Overview
Academic dishonesty in programming courses is evolving. Students now disguise plagiarism with methods like variable renaming, loop/recursion swaps, or library substitution.
This project builds a multilayered AI system that catches plagiarism at different levels:
- Token similarity → compare tokens (words, numbers, characters)
- Semantic similarity → compare code logic
- Output similarity → Compare program/snippet outputs across test cases
- Ensemble layer → Combine all three above into one classifier
Final product: a program where a user can upload/paste two Python files and receive a plagiarism risk score + breakdown.
How It Works
- Token Check → TF-IDF vectorization of code, take cosine similarity.
- Semantic Check → CodeBERT embeddings to capture deeper logic similarity, take cosine similarity.
- Output Check → Run both snippets on sandboxed inputs and compare outputs, take (# of matching outputs) / (total test cases) as score.
- Meta Classifier → Combine the above similarity scores into one feature vector and feed into MLP. MLP outputs final classification.

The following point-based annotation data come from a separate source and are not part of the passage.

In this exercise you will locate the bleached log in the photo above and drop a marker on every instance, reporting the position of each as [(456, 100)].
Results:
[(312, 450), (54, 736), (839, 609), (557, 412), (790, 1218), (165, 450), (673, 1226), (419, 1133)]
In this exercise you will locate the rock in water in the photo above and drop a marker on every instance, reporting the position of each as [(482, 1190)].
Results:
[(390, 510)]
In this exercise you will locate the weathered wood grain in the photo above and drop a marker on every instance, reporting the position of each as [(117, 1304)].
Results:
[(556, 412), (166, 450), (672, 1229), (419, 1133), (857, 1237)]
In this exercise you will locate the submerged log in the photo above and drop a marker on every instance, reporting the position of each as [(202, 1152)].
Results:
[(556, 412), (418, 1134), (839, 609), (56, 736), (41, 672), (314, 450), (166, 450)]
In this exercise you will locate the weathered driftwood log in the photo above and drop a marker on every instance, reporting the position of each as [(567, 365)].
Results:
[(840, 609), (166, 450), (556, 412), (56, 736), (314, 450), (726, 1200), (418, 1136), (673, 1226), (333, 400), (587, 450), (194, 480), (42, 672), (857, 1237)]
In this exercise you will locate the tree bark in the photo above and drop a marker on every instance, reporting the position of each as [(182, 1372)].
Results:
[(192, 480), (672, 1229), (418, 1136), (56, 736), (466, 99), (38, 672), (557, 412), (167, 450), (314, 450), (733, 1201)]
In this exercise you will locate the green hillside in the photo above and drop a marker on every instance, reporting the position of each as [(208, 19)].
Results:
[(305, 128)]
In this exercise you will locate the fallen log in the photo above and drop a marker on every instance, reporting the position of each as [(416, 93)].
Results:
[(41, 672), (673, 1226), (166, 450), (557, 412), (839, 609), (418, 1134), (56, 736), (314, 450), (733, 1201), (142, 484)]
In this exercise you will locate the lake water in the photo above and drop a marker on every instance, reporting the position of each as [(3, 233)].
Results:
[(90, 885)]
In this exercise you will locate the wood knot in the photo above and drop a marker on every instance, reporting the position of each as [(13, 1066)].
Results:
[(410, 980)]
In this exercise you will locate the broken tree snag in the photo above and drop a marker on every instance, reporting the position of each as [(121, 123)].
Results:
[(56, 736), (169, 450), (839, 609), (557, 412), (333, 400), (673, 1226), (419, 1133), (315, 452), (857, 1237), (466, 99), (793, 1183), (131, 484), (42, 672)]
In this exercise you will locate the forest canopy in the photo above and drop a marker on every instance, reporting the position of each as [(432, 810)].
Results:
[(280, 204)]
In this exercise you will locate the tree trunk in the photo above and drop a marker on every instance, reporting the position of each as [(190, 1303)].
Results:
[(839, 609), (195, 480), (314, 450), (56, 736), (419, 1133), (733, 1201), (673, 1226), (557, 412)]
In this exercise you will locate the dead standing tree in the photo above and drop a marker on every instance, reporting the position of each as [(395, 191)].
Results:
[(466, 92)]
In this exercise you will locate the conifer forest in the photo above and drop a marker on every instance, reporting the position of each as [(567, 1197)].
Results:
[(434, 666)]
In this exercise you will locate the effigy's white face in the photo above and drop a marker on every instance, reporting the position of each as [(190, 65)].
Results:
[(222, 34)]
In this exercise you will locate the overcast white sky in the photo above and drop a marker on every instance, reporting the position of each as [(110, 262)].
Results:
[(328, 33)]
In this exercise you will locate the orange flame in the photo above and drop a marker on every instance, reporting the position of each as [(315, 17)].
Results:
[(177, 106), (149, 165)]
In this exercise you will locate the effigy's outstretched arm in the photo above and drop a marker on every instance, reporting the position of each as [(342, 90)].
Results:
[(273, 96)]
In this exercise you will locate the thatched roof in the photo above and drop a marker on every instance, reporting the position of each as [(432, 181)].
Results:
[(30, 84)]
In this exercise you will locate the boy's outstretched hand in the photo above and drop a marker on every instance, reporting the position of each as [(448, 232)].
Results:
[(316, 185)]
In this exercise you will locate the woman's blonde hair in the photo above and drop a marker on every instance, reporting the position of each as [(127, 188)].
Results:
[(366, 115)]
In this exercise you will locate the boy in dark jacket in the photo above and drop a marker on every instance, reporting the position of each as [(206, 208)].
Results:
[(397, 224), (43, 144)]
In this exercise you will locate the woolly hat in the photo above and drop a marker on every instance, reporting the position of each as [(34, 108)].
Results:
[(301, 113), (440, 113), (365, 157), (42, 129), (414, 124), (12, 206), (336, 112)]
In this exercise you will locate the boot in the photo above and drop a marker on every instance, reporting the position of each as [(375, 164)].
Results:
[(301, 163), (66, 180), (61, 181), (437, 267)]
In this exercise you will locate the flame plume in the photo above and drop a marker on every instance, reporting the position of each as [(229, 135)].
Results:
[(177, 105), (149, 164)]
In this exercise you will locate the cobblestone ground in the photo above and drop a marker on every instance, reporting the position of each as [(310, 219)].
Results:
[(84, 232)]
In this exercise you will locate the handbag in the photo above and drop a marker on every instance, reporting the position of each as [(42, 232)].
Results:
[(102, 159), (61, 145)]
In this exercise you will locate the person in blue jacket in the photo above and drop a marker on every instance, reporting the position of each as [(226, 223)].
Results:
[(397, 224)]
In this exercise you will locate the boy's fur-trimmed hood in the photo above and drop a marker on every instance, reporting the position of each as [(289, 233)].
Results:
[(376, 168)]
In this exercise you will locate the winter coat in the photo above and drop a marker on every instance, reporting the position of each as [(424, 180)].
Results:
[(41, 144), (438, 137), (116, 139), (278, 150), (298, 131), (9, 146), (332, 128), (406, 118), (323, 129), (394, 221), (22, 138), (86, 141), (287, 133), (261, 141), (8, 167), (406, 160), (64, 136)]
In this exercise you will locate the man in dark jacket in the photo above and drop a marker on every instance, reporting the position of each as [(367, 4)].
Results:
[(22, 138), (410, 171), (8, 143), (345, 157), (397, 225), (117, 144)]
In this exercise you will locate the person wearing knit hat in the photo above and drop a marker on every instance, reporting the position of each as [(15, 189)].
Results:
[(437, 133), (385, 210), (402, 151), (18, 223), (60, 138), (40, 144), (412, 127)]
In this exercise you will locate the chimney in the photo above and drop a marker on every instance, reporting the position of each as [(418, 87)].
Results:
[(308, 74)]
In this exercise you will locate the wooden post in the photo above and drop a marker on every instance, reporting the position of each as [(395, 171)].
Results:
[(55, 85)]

Development Environment Setup
Requirements
- Python 3.9+
- 1 NVIDIA GPU
Core Libraries installation
Paste in terminal: pip install pandas scikit-learn torch transformers scipy streamlit
Dataset Access
The Stack (HuggingFace)
Synthetic plagiarized pairs will be created for training labels. 50/50 ratio of plaigiarized and non-plagiarized pairs.
Git / Repo Workflow
Clear branch naming. eg. feature/token-sim, bugfix/output-check, experiment/codebert-v2
Commits: Use imperative mood (e.g., Add output checker).
Pull Requests: Must pass tests + review by 1 other dev.
Behavioural
Show up prepared to weekly syncs.
Push reproducible code (scripts + requirements).
Document experiments so others can replicate.
Naming Convention
Use snake case for file names.
Camel case for everything else (variables, classes, etc).
Acceptance Criteria
≥ 85% accuracy on held-out test pairs (plagiarised and non-plagiarised pairs)
Detect ≥ 70% of difficult cases (renaming, reordering, recursion vs iteration, built in vs self made functions)
Runtime ≤ 5s per comparison on a laptop
Repo Structure
code_plagiarism_detector/
├── data/ # datasets, generated pairs
├── models/ # saved model weights
├── src/
│ ├── token_sim.py # token similarity (TF-IDF + cosine)
│ ├── semantic_sim.py # semantic similarity (CodeBERT)
│ ├── output_check.py # output similarity (sandboxed execution)
│ ├── ensemble.py # combines token, semantic, output scores
│ └── utils/ # helper functions
├── ui/ # Front End
├── tests/ # unit + integration tests
├── docs/ # documentation, experiment logs
├── requirements.txt # project dependencies
└── README.md